ABOUT
Claiborne is an unincorporated community in Talbot County, Maryland. The 2000 U.S. Census lists the population as 147 and the number of homes as 84.
History
The area of town now known as "Old Claiborne," was located on Tilghman’s Creek facing the Miles River. It included a steam sawmill started by John Hansel Tunis around 1867. "Bingham's Steamboat Wharf" was also in use for steamboats on their way up the Miles River to St. Michaels. By 1877, John Tunis' son, Joseph Tunis, had added the Claiborne Oyster Company, a boatyard, a few homes, two more steamboat wharves, and expanded his father's sawmill into the Claiborne Saw and Planing Mills. At the foot of Rich Neck Road was a general store.

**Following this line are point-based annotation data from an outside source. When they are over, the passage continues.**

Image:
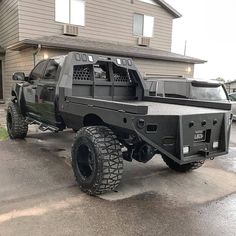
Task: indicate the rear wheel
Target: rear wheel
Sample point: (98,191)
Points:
(97,160)
(16,125)
(181,168)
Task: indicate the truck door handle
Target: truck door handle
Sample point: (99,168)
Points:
(50,88)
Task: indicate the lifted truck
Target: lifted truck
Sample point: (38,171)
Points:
(105,99)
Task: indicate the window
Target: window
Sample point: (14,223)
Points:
(176,89)
(38,71)
(70,11)
(51,70)
(101,71)
(143,25)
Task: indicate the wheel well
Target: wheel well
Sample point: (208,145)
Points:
(92,119)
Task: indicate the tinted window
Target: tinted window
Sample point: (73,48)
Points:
(208,93)
(101,71)
(175,89)
(232,97)
(38,71)
(51,70)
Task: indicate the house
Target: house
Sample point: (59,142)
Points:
(231,86)
(31,30)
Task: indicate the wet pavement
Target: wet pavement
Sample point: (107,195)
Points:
(39,196)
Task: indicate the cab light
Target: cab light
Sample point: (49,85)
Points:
(215,144)
(90,58)
(186,149)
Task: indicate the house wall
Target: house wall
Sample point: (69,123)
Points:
(104,20)
(231,88)
(9,34)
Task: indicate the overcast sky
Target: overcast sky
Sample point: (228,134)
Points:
(210,30)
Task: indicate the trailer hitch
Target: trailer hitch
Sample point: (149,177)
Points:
(204,153)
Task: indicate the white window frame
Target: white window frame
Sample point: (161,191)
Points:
(143,34)
(149,2)
(69,20)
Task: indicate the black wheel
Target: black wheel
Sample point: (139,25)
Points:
(97,160)
(16,125)
(182,168)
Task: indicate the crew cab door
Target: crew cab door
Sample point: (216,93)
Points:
(30,89)
(46,91)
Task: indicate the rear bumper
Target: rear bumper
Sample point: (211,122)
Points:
(179,129)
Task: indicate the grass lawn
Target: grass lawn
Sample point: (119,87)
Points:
(3,134)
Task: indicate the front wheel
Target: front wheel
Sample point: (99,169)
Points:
(181,168)
(97,160)
(16,125)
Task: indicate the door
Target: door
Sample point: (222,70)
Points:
(1,87)
(30,89)
(46,91)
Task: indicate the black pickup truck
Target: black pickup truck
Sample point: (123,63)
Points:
(106,101)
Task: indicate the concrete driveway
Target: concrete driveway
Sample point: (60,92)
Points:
(39,196)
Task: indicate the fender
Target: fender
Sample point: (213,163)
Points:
(18,96)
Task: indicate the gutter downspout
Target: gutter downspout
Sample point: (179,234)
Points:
(36,53)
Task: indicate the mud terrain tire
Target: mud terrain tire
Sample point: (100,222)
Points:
(16,125)
(97,160)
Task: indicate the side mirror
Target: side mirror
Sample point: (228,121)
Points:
(20,76)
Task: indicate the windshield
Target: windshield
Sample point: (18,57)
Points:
(210,93)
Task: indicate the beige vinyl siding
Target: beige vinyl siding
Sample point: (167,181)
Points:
(104,20)
(146,66)
(9,32)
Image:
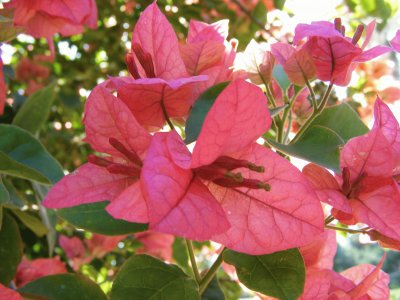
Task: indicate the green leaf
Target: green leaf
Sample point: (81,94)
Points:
(281,77)
(280,275)
(22,155)
(213,291)
(143,277)
(200,110)
(93,217)
(4,194)
(320,145)
(15,200)
(35,111)
(32,222)
(64,287)
(341,119)
(10,249)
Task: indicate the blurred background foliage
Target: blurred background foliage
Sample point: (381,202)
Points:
(84,60)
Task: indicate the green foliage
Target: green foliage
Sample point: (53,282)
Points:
(200,110)
(64,287)
(94,218)
(280,275)
(10,249)
(144,277)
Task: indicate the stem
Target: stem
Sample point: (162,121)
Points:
(363,230)
(314,114)
(211,273)
(171,126)
(196,273)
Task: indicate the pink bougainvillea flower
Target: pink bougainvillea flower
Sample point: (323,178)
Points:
(160,84)
(34,269)
(207,52)
(336,56)
(297,62)
(230,189)
(257,62)
(110,128)
(44,18)
(395,42)
(9,294)
(156,244)
(369,165)
(3,89)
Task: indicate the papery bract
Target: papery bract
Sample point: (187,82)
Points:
(155,244)
(110,128)
(297,62)
(336,56)
(31,270)
(257,62)
(44,18)
(226,180)
(9,294)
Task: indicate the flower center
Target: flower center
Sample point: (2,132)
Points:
(145,60)
(220,172)
(131,170)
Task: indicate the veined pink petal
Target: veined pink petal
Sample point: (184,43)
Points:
(259,219)
(370,280)
(317,284)
(107,117)
(156,36)
(88,184)
(130,205)
(389,126)
(321,28)
(9,294)
(395,42)
(326,187)
(299,67)
(145,98)
(321,252)
(237,118)
(332,57)
(202,55)
(379,207)
(282,52)
(367,155)
(178,203)
(200,31)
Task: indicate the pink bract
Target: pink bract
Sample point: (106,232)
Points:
(220,191)
(110,128)
(44,18)
(336,56)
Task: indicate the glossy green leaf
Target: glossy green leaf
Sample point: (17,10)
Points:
(94,218)
(320,145)
(64,287)
(143,277)
(341,119)
(35,111)
(281,77)
(200,110)
(22,155)
(280,275)
(32,222)
(4,194)
(213,291)
(10,249)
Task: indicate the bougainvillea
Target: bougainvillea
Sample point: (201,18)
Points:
(191,161)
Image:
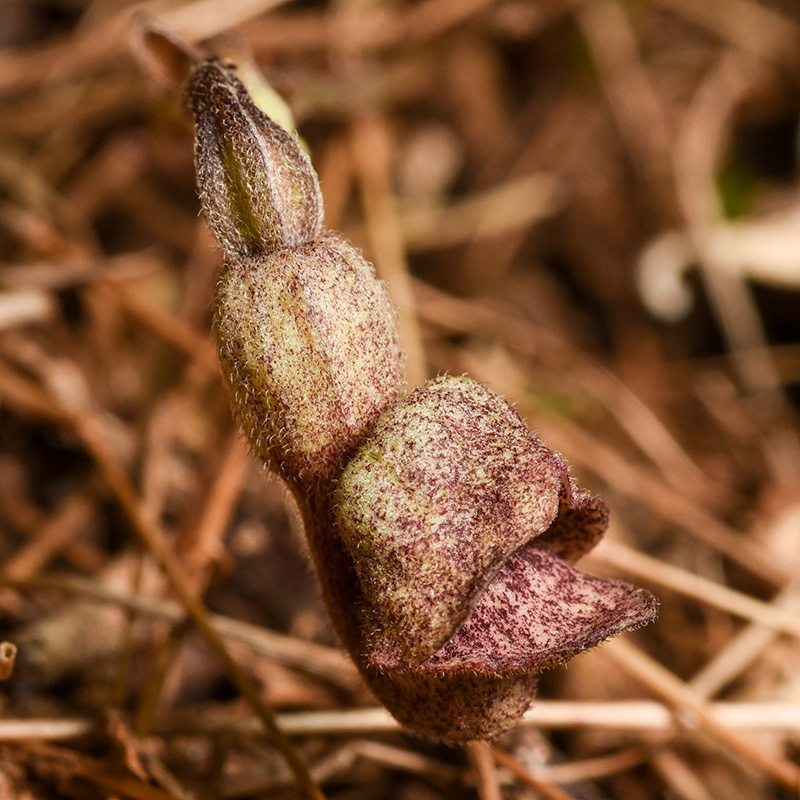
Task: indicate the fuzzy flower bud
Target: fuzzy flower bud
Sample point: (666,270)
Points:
(257,185)
(443,531)
(309,350)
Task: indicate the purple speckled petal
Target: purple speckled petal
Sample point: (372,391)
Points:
(539,612)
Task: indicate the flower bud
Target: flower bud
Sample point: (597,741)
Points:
(309,349)
(258,188)
(462,528)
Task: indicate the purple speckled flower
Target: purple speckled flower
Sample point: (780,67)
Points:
(443,532)
(463,528)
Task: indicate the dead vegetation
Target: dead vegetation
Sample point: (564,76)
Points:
(590,206)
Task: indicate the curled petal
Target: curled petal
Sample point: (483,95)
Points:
(450,483)
(539,612)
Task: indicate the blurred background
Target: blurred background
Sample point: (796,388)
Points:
(590,205)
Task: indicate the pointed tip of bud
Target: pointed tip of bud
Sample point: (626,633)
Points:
(258,188)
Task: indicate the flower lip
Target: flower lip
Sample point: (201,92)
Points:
(539,612)
(458,521)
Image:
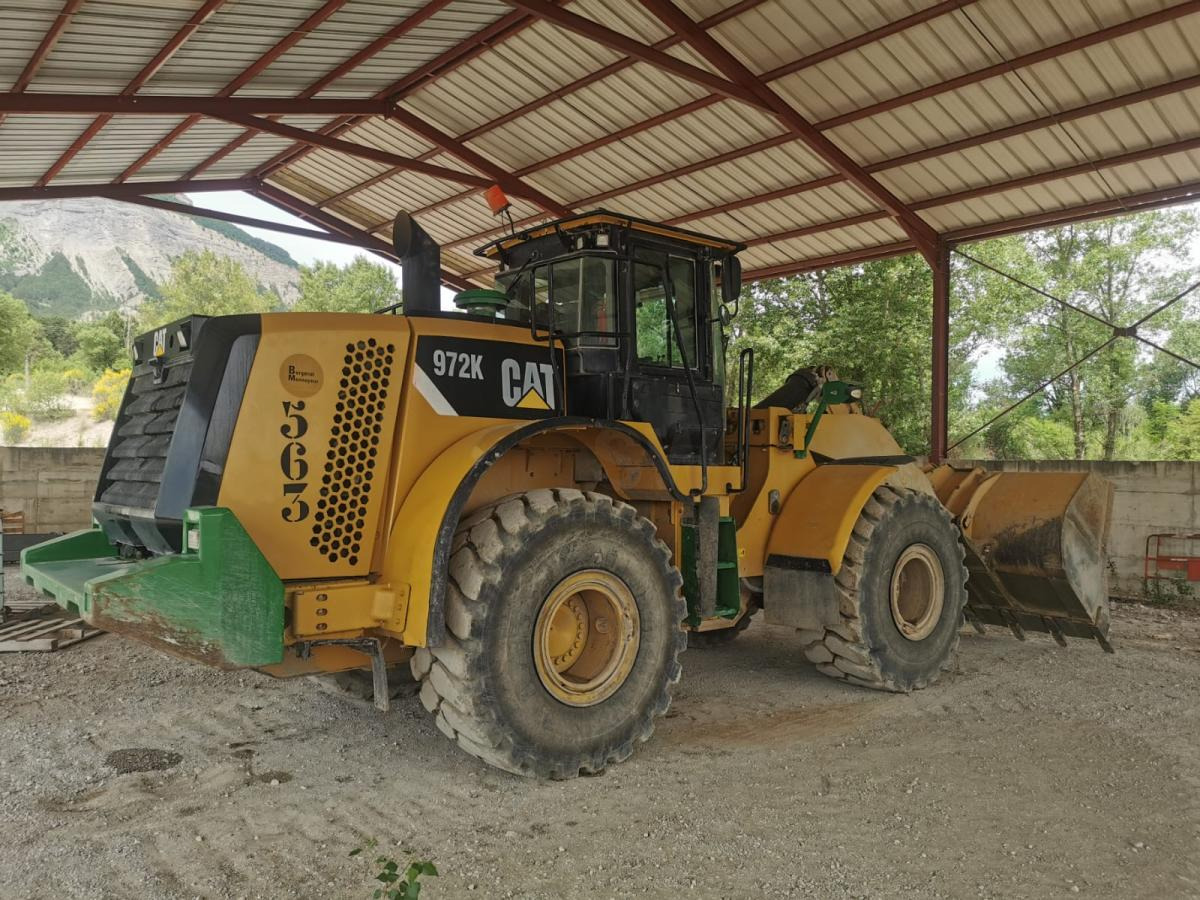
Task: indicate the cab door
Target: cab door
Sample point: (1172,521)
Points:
(664,351)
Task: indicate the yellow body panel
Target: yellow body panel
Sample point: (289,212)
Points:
(821,513)
(310,455)
(777,475)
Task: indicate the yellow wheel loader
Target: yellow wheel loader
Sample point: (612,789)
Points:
(539,499)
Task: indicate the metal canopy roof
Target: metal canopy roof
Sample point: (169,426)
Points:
(815,131)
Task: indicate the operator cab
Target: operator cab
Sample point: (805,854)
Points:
(637,309)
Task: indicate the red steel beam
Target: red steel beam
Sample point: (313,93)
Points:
(559,93)
(1072,45)
(940,369)
(615,40)
(355,149)
(250,73)
(1099,209)
(833,155)
(175,105)
(293,204)
(1141,202)
(385,40)
(510,183)
(1083,168)
(1097,107)
(447,61)
(43,48)
(119,192)
(1029,59)
(249,221)
(148,71)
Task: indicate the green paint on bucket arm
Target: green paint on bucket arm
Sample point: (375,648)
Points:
(219,601)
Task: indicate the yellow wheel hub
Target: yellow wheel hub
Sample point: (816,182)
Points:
(586,637)
(918,592)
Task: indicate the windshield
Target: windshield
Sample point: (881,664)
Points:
(576,295)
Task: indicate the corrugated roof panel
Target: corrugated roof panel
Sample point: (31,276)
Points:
(389,136)
(118,144)
(631,96)
(447,29)
(111,40)
(106,43)
(235,37)
(29,145)
(336,174)
(684,141)
(24,29)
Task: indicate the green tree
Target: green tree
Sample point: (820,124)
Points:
(60,331)
(21,336)
(1116,270)
(205,285)
(871,323)
(361,286)
(1181,437)
(102,343)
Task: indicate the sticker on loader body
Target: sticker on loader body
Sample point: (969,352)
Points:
(461,376)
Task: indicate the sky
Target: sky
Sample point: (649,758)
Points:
(303,250)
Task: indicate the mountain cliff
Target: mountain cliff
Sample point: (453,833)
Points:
(85,256)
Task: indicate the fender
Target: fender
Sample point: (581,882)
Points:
(808,544)
(419,539)
(814,526)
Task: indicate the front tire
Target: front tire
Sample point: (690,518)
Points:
(900,594)
(564,630)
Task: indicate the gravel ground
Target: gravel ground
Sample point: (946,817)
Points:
(1029,772)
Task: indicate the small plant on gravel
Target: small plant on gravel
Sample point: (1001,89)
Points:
(396,886)
(15,426)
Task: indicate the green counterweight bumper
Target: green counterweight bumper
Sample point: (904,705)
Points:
(219,601)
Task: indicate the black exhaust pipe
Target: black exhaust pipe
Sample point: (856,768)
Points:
(420,259)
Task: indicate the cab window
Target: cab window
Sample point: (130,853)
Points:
(655,336)
(576,294)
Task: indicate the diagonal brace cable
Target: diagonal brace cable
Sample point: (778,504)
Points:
(1036,289)
(1033,393)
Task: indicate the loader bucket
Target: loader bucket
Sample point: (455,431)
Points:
(1036,547)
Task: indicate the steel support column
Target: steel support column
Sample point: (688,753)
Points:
(940,383)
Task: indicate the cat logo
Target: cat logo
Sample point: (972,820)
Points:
(498,379)
(529,387)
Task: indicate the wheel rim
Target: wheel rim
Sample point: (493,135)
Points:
(918,592)
(586,637)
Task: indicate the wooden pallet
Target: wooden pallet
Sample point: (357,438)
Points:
(45,633)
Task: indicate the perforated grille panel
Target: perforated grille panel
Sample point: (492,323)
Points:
(348,478)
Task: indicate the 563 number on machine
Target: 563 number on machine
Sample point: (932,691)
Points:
(293,463)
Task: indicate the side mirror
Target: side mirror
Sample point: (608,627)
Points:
(731,280)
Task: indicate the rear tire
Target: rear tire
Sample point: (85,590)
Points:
(493,684)
(900,594)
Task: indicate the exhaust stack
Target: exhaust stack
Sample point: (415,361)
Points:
(420,259)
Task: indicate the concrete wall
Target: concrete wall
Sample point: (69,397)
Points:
(1149,497)
(52,486)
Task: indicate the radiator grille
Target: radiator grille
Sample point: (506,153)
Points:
(353,448)
(142,437)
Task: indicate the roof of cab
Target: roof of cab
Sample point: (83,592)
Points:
(601,216)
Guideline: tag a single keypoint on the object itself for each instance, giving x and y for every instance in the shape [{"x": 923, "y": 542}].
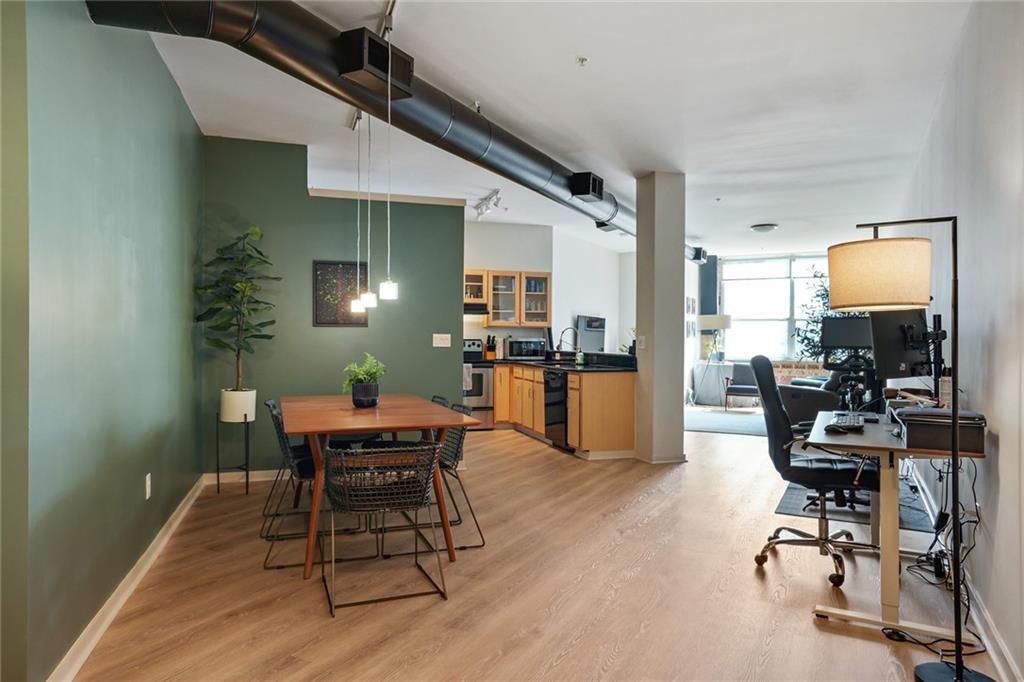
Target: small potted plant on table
[{"x": 363, "y": 378}]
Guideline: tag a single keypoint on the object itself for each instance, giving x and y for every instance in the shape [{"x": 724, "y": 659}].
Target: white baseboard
[
  {"x": 240, "y": 476},
  {"x": 80, "y": 650},
  {"x": 86, "y": 642},
  {"x": 1006, "y": 667}
]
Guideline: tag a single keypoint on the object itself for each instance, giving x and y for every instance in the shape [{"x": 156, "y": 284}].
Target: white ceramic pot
[{"x": 238, "y": 406}]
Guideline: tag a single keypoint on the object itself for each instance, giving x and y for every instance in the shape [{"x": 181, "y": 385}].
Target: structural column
[{"x": 660, "y": 296}]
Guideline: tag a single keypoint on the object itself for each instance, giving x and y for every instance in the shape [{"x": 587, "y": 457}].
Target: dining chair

Tunis also laid out grids for a new community of 188 lots and advertised them for between $18 and $40. A plat of it appears in an 1877 county atlas, showing eight main streets with the names: Rich Neck Road, Leeds, Ward, Progress, Monument, Tilghman, and Dom Pedro. At its center was Henry Clay Square, a large area reserved for public buildings. Joseph Tunis provided a slogan: “Young man don’t go West, but to Claiborne.” The village did not develop as Tunis had hoped and by 1893, Tunis had abandoned his plans. In later years several families from North Carolina who knew or where employed by the Tunis family in their North Carolina lumber mills relocated to "Old Claiborne", for example Ben Perry whose home in "Old Claiborne" was built in 1905.A second community, the "new" Claiborne, was started in 1886 when Gen. Joseph B. Seth and the Baltimore & Eastern Railroad Company agreed to begin ferry and railroad service between Claiborne and Bay Ridge, on the western shore of the Chesapeake Bay. Seth along with Theophilus Tunis and Frank Turner envisioned a resort community similar to Bay Ridge and laid out plans for the "new" Claiborne, calling it "Bay City”.